The Women’s Rosenstrasse Protest
Between February 27 and March 6, 1943, a group of non-Jewish Germans protested outside of the Jewish community building at Rosenstrasse 2-4 in Berlin. At the center, 2,000 Jews had been imprisoned, comprised mostly of the Jewish husbands of non-Jewish women and the male children that came from the mixed marriages.
Their wives, many of whom had formed close connections even before the war, started showing up at police stations asking why their husbands had no returned home. As the women learned where their husbands and relatives were being held they started showing up at Rosenstrasse to demand their return. One man being held said that on the first night after the arrest there were perhaps 200 people gathered and the crowd just continued to grow throughout the night and into the second day.
The crowd grew by the hundreds and the women all shouted they would not leave until their husbands had been returned. It was their last stand and even under threats by SS guards they refused to stand down. The station near Rosenstrasse was closed to prevent the arrival of more protesters but the women just walked. On March 1, the protests broke up due to the need to take shelter during a British air raid. To the shock of the Nazi authorities the protests resumed March 2 and were larger than ever.

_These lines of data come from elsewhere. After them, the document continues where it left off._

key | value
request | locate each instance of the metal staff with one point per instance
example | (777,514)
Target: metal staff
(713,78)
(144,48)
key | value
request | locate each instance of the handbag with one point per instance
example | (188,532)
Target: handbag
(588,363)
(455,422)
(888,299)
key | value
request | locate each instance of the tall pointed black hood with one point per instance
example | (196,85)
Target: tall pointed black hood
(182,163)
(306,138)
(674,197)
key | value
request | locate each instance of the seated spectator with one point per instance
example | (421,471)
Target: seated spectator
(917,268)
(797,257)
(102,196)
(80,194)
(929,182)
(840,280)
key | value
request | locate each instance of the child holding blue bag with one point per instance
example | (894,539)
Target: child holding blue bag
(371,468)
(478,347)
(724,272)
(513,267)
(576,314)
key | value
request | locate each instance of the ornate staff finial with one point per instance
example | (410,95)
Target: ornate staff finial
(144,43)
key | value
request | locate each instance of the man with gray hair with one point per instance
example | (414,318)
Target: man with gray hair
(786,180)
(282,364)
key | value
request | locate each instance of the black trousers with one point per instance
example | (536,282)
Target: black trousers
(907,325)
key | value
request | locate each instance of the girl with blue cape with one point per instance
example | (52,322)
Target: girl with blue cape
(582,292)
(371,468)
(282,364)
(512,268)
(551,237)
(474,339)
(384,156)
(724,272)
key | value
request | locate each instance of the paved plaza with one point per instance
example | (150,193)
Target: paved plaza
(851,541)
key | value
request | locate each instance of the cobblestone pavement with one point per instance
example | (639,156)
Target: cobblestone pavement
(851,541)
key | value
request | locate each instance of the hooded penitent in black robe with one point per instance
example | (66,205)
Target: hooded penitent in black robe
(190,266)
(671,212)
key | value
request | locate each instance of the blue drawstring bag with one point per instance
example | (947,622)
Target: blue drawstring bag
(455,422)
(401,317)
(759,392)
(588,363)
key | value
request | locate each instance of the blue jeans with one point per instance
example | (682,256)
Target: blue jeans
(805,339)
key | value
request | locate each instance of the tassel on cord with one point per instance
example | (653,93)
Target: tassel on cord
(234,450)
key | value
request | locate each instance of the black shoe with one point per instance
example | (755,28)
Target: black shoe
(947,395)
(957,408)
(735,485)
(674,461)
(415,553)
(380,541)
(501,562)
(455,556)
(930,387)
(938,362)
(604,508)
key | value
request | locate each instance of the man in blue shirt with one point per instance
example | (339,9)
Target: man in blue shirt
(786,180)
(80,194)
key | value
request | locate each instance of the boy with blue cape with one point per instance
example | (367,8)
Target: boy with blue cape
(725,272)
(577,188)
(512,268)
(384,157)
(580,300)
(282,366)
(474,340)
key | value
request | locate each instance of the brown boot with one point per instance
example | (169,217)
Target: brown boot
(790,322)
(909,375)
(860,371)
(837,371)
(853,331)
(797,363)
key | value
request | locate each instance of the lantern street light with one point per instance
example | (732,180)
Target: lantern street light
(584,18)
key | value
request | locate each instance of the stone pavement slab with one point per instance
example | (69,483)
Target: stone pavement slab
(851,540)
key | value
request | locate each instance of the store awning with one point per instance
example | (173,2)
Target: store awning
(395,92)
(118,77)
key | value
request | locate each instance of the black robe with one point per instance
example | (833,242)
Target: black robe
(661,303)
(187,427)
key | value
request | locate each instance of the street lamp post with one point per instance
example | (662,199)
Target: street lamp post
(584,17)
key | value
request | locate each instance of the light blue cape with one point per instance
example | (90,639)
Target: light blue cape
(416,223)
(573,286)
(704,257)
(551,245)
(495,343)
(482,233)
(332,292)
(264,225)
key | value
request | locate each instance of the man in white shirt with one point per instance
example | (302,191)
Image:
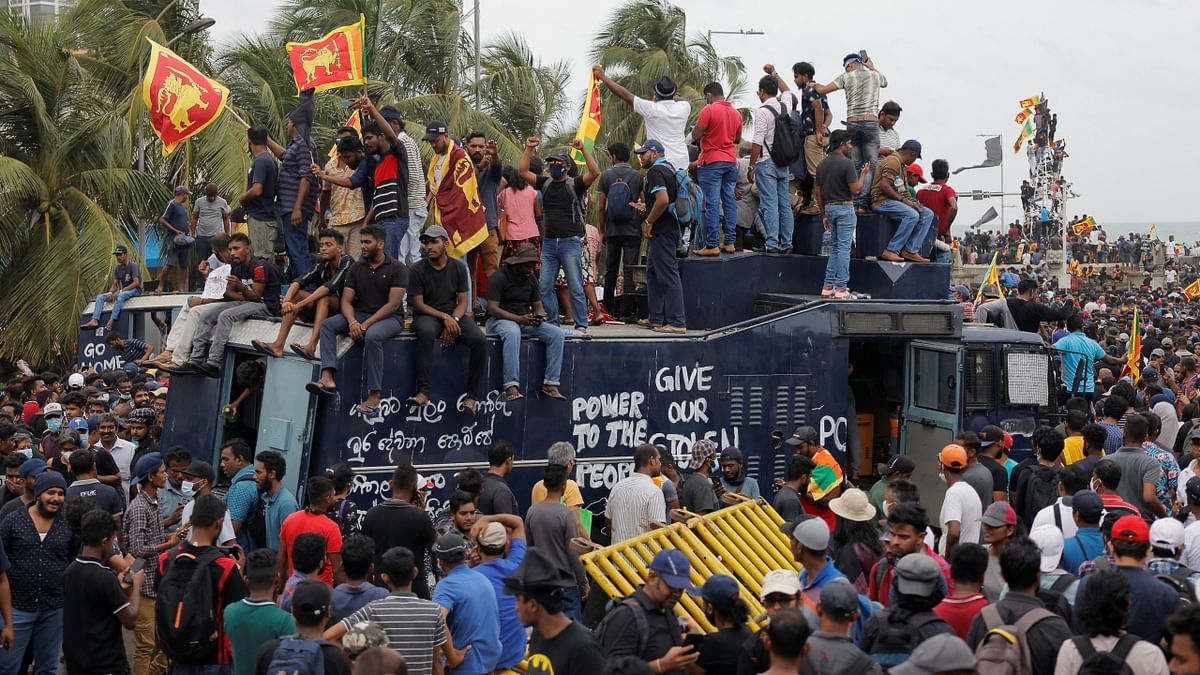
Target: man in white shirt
(665,114)
(636,503)
(961,508)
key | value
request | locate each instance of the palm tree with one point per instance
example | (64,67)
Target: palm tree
(66,186)
(645,40)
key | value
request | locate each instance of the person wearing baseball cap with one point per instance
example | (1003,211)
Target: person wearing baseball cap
(126,284)
(563,227)
(468,596)
(1151,599)
(961,508)
(515,311)
(667,578)
(501,548)
(827,478)
(1086,509)
(899,467)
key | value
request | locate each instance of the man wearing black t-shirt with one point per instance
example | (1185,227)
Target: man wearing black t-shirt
(664,287)
(439,293)
(371,298)
(94,641)
(562,246)
(253,290)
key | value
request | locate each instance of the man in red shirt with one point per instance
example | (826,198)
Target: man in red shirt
(322,496)
(719,131)
(941,198)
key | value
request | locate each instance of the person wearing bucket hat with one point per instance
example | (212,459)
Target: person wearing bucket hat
(725,609)
(539,584)
(515,311)
(655,637)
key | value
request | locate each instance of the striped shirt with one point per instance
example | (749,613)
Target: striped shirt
(414,627)
(415,172)
(634,505)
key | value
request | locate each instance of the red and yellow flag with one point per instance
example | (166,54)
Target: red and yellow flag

Women and children, even as guns were held to their heads, refused to leave or back down. The SS were ordered not to shoot because the protests were not viewed by Joseph Goebbels as political, but rather as women desperate to keep their families together. On March 5, men in SS trucks threatened the crowd with automatic weapons but still they remained. On March 6, all of the people imprisoned at Rosenstrasse were ordered to be released by Goebbels, finally ending the protests and going down in history as one of the most substantial acts of resistance in Germany against the Nazis.